Tuesday, February 27, 2007

DOING PUBLIC DIPLOMACY IN A FRACTURED WORLD

Diplomacy in a fractured world

From The Statesman
ND Batra

Even if it were possible to eliminate Islamic jihadism, some new dangerous ideology would arise to threaten peace and our most cherished ideals of freedom and equality.There would never be a time when we can say that we have won the war of ideas.

It is a perpetual struggle. Ultimately, it is the mind that is the battlefield. You could look at history as progress, like a train going to some destination, leaving the past behind.Or you could imagine history as an uninterrupted landscape, where past, present and future co-exist in dynamic tension. Even if India and Pakistan were to sign a final peace accord over Kashmir, some people would continue blowing up trains.

Some people believe that all that the USA needs is a new image and therefore it must re-brand itself, just as corporations do. That shows poor thinking. To a great extent, a corporation can control its message and its image because it is the sole source of information about itself. But you cannot control the image of an open society because there are so many independent actors, institutions and corporations; for example, Hollywood, Hip-Hop, the US military, corporate America, Anna Nicole Smith, Wal-Mart, Google ~ all of them contribute to the US image abroad.And now add to all this the havoc caused by the horrific images of innocent people being daily blown up in Baghdad; or a Sunni woman going on Al Jazeera television and painfully saying that she was raped by the police, who are mostly Shia.And the US military’s helplessness in doing much about it.

The US image abroad is an “emergence” and its quality depends upon how much of the USA is present in a particular country. A country that is exposed to only Hollywood violent movies and video games is likely to have a distorted image of the USA.But if you add to it the presence of an IBM R&D center, university campus, cultural centre, and Nike factory, you would see how the image of the USA in that country begins to change. Keeping the emergent nature of the image, it should not be difficult to understand why the public image of the USA differs from one country to another.The image depends upon the quality and the extent of its presence and its usefulness to the country.

American corporate presence in India has generated goodwill, which a public opinion poll might miss measuring if it were to pay attention to an occasional demonstration against a global retailer such as Wal-Mart trying to establish a foothold in the marketplace. Even the smartest public diplomacy campaign won’t change perceptions overnight, especially when the USA is engaged in multifarious activities abroad. Events might occur beyond its control, which could further blur the image in some countries. No quick fix crisis communication would help.
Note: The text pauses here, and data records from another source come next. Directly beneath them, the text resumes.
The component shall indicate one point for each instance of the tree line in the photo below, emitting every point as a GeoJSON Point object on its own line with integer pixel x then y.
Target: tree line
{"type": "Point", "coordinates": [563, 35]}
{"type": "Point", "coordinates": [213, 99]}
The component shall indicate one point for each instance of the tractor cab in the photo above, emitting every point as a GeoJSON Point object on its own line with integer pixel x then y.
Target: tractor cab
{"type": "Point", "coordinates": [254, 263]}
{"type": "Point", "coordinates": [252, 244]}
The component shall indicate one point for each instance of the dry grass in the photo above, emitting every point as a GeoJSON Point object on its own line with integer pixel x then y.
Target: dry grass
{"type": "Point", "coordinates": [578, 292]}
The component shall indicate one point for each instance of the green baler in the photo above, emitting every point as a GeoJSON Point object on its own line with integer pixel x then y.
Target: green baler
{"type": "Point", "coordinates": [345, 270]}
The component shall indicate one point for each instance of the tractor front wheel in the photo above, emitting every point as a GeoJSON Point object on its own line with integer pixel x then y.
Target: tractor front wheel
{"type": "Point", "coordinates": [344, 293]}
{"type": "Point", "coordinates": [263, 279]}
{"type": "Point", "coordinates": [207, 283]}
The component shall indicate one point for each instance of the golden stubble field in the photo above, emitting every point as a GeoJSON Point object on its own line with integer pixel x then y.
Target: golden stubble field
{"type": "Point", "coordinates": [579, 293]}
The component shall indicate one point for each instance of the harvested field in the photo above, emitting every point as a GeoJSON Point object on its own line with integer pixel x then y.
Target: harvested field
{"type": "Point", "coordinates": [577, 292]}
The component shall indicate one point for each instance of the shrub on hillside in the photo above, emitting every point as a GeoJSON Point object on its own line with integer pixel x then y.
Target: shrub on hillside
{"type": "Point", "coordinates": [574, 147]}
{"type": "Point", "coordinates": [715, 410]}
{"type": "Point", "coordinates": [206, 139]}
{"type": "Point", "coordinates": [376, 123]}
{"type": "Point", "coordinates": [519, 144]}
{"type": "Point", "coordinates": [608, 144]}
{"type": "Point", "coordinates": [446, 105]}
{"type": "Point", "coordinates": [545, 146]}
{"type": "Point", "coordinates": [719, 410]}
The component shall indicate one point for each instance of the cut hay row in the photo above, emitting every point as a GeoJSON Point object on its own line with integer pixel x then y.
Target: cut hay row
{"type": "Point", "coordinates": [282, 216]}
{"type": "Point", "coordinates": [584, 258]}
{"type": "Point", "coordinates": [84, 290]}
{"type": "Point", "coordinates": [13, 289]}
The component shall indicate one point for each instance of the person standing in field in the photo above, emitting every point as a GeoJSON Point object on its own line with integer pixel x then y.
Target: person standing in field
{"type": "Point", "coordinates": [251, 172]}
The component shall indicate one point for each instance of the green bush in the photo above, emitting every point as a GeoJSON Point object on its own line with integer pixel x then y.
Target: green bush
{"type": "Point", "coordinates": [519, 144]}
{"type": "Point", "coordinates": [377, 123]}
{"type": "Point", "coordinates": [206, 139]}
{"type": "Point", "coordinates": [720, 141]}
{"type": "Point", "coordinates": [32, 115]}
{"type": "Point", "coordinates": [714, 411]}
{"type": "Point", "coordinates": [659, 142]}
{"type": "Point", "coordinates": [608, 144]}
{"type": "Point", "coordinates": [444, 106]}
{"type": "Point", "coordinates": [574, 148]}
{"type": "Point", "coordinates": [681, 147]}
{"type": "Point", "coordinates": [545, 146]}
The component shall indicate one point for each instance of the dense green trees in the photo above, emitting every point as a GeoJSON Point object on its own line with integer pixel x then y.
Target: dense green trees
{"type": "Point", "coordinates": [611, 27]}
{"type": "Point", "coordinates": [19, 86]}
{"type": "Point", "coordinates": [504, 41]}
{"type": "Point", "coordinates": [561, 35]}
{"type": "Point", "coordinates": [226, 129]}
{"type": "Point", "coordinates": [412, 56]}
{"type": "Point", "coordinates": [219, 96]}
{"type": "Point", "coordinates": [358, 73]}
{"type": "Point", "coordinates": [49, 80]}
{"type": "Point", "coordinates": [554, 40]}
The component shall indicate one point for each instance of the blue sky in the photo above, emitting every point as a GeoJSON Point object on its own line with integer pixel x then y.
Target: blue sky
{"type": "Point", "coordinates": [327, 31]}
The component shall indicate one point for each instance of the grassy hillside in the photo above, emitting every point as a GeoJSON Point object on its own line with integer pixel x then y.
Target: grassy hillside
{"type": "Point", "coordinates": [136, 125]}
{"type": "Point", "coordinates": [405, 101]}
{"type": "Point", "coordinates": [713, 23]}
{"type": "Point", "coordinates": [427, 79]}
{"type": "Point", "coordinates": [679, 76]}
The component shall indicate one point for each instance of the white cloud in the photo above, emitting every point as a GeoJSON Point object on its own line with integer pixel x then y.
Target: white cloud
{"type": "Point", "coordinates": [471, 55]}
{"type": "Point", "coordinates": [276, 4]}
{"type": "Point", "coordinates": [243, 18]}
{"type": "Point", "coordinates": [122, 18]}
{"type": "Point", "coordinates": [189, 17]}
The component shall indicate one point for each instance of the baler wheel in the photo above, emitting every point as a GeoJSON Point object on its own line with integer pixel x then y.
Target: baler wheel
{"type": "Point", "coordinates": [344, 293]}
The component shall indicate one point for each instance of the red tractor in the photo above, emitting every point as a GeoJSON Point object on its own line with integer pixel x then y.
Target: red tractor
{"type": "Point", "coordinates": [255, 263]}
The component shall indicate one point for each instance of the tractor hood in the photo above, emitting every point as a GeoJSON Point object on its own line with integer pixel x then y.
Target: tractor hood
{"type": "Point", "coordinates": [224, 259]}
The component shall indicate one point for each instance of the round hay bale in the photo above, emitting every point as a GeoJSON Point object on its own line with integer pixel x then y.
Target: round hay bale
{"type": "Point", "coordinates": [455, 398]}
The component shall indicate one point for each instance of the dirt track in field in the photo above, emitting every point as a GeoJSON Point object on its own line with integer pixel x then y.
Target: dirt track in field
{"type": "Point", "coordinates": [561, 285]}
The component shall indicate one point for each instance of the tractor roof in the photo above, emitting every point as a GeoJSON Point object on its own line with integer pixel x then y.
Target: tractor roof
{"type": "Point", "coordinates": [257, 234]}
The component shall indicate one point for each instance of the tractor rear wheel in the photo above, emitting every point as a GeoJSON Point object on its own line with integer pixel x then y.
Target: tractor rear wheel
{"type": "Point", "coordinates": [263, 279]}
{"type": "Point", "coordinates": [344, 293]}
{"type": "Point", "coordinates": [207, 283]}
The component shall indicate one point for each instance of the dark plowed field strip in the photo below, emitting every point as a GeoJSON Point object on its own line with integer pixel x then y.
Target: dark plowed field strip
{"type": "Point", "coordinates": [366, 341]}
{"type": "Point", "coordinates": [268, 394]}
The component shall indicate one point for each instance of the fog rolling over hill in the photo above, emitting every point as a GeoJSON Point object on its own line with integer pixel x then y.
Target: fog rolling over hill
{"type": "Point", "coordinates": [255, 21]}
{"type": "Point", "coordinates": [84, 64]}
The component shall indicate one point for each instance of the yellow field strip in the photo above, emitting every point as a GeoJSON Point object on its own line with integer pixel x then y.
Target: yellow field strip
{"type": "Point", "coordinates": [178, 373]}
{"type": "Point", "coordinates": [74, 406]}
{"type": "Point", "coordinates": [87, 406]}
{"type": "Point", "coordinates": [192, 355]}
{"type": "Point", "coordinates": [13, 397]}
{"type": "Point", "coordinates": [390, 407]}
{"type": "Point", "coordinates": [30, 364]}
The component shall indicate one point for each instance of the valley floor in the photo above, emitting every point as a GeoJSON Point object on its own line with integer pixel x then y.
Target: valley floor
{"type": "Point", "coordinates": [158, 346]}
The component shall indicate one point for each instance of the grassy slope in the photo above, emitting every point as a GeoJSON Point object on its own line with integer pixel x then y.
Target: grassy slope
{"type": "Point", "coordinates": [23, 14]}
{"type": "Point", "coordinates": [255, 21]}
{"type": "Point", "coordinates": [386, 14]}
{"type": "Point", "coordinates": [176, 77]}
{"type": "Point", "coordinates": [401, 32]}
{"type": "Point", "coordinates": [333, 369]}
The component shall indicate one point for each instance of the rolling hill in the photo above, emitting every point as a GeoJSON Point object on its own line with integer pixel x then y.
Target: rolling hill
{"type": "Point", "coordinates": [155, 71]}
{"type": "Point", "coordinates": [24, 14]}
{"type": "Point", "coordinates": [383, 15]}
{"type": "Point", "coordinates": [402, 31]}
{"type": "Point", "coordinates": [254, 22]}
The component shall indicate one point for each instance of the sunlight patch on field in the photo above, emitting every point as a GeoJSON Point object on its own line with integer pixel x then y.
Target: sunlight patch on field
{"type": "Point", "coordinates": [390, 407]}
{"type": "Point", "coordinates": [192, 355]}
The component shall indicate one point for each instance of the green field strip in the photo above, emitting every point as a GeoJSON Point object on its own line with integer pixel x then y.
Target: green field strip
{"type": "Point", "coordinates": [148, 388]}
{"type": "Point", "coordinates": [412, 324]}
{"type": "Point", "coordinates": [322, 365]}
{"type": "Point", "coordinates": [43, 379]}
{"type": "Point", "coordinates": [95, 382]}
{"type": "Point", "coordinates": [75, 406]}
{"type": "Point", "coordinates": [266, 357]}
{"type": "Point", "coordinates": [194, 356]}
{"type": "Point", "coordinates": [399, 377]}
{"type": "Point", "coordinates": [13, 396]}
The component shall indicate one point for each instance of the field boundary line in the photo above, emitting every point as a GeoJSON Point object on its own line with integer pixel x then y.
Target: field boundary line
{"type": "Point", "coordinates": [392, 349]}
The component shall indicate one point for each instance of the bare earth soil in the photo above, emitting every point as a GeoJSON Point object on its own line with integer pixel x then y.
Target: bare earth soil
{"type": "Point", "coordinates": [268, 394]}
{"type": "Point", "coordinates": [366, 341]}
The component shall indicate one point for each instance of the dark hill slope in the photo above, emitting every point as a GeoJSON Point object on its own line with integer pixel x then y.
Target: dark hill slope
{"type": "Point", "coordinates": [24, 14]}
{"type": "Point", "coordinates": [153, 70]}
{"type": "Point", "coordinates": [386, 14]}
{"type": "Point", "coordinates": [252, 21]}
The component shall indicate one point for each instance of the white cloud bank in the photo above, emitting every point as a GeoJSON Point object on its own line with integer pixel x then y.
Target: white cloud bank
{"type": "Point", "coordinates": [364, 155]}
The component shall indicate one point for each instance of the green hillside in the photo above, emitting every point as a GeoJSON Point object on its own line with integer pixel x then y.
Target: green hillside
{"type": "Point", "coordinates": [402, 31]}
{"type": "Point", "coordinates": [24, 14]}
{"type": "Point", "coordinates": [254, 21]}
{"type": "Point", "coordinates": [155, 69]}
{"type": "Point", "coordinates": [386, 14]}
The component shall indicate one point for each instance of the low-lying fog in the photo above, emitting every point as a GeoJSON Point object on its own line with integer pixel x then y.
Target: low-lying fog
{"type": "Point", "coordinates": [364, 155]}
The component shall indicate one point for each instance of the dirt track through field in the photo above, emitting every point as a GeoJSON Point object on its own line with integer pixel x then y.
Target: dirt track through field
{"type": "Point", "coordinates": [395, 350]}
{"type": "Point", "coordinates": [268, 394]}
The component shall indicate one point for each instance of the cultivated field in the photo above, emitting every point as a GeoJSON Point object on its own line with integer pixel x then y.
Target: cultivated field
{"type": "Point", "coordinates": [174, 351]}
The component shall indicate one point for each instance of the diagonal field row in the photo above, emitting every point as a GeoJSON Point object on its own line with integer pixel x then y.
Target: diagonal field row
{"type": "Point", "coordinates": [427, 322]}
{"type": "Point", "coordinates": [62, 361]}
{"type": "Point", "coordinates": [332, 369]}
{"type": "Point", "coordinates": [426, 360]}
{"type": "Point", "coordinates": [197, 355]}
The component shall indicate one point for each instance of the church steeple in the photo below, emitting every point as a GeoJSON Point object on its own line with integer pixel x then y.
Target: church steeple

The always-on, 24-hour global communication, blogs, instant messaging, chatrooms, and news cycles, make it impossible for practitioners of public diplomacy to devise a central strategy to impose a message discipline, as it can be done in advertising campaigns for a product or a political candidate.Nor is public diplomacy like a political campaign, where negative campaigning could kill an opponent with a devastating effect. In an environment of decentralised communications, you might still control the message, but you cannot control the meaning when instant alternative interpretations, Al Jazeera, for example, are available.

Each nation is different, so what works in Indonesia may not work in Nigeria or Pakistan. The challenge is to find the right vehicle to embody the message for a specific local audience. Al-Qaida uses local clerics to spread its jihadist message. Public diplomacy practitioners must use local leaders to champion and advance their cause and they should do so in such a manner that it makes the local people feel good about their own society, while at the same time generating goodwill towards the USA. There was a time when Hollywood was the best cultural export, but now many people believe that US popular culture, due to proliferation of senseless violence and explicit sex, creates negative impressions in foreign audiences, despite the fact that the world has been spending billions of dollars importing American entertainment, filmed and taped programmes, as well as box-office hits.The global popularity of Oscar remains unparalleled.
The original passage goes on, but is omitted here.